I have fed Penny raw since she was about 9 weeks old. She is 6 months tomorrow and eats about 1300g a day. The Vizsla Raw and Natural group on facebook is amazing for help and resources.


----------



## duncan88

Just gave Chester his first Raw Chicken wing. He wolfed it down to quickly for me to intervene and started to choke and panic. How do I prevent this happening again?? heart is still racing!!!!


----------



## organicthoughts

duncan88 said:


> Just gave Chester his first Raw Chicken wing. He wolfed it down to quickly for me to intervene and started to choke and panic. How do I prevent this happening again?? heart is still racing!!!!

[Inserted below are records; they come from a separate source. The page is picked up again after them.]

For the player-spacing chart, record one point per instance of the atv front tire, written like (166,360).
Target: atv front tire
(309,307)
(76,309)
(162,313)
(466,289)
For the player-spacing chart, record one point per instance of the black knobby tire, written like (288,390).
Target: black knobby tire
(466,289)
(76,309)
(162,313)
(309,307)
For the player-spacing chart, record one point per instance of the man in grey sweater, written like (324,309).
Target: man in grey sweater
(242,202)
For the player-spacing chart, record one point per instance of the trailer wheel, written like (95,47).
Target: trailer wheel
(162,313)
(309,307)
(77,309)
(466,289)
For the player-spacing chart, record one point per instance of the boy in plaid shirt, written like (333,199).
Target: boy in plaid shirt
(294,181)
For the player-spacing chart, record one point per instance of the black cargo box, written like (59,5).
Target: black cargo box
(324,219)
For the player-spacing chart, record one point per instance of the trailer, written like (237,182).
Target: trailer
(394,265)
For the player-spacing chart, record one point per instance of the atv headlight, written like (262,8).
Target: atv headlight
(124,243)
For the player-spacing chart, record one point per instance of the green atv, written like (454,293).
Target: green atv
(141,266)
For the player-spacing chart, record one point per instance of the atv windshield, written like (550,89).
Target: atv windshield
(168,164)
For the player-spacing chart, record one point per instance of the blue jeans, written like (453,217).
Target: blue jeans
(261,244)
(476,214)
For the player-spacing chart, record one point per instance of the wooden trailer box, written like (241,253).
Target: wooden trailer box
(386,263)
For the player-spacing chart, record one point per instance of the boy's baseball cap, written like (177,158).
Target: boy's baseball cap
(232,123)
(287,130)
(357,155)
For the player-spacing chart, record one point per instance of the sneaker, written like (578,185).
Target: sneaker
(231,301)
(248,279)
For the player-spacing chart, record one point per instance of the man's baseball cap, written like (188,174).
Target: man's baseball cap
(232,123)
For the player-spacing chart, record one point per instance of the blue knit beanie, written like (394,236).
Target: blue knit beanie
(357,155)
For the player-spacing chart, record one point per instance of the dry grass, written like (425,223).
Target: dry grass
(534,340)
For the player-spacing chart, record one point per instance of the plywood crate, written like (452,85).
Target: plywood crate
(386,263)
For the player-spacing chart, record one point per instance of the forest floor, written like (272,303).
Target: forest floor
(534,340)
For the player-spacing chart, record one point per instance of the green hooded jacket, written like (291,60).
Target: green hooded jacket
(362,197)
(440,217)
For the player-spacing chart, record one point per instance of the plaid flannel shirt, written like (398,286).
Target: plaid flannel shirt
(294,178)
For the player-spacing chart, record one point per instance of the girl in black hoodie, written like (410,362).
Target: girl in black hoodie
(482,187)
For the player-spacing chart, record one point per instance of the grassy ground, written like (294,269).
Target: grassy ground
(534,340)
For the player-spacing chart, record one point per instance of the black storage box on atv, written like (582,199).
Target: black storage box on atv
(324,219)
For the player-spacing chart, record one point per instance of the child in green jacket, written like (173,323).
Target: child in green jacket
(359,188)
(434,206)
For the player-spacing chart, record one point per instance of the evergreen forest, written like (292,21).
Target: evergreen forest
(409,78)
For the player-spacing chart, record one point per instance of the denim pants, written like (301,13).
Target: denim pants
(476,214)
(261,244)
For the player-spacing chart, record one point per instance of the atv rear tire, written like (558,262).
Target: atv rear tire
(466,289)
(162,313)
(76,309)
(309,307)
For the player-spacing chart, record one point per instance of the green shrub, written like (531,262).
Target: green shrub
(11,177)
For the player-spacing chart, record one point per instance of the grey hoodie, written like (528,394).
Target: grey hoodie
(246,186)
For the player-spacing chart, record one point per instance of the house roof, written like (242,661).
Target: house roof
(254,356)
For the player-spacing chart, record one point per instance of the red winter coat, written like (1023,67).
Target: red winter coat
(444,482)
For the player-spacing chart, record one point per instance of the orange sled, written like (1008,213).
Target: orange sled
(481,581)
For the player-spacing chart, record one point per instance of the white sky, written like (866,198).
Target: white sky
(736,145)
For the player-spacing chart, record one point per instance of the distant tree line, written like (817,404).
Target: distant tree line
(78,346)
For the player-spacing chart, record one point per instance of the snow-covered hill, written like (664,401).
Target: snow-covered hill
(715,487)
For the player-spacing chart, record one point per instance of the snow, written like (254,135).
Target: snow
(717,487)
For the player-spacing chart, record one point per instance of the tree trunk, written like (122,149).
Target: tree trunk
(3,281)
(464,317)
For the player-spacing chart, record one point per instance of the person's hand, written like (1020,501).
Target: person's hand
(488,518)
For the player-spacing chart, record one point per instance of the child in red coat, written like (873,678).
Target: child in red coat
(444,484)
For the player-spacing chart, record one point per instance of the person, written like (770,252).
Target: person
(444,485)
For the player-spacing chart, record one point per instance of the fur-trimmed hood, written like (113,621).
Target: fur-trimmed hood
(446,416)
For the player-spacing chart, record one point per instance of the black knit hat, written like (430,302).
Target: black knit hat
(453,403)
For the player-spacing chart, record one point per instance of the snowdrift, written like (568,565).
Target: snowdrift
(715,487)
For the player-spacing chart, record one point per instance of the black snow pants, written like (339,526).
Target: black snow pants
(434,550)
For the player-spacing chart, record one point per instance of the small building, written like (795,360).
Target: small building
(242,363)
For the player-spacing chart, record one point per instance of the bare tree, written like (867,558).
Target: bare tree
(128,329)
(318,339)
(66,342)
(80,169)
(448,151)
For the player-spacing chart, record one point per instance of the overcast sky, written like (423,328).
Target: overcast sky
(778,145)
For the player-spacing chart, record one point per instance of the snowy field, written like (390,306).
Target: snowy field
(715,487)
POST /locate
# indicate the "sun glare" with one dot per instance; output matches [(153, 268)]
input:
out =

Hand feed ingestible bones, til he is used to them so you can ensure he crunches through them.


----------



## einspänner

How old is Chester?


----------



## Spy Car

duncan88 said:


> Just gave Chester his first Raw Chicken wing. He wolfed it down to quickly for me to intervene and started to choke and panic. How do I prevent this happening again?? heart is still racing!!!!


My V, now 21 months old, is also named Chester. He's been raw fed from 8 weeks.

Ditto on OTs suggestion about hand feeding. Also, it is better to feed bigger pieces (like chicken quarters) when starting so they are forced to chew rather than to attempt to swallow things whole.

Bill


----------



## trevor1000

Bacchus has had raw since 10 weeks or so.
I prefer the chicken and turkey backs that have some meat and skin attached.
They are a bit larger and when i can get them they are super cheap to buy.
He gets kibble every day, and raw probably every 3 days
He is fairly passive with his raw stuff, he licks it a bit before he eats.
He whines and does his happy dance when it is warming up in the microwave though.


----------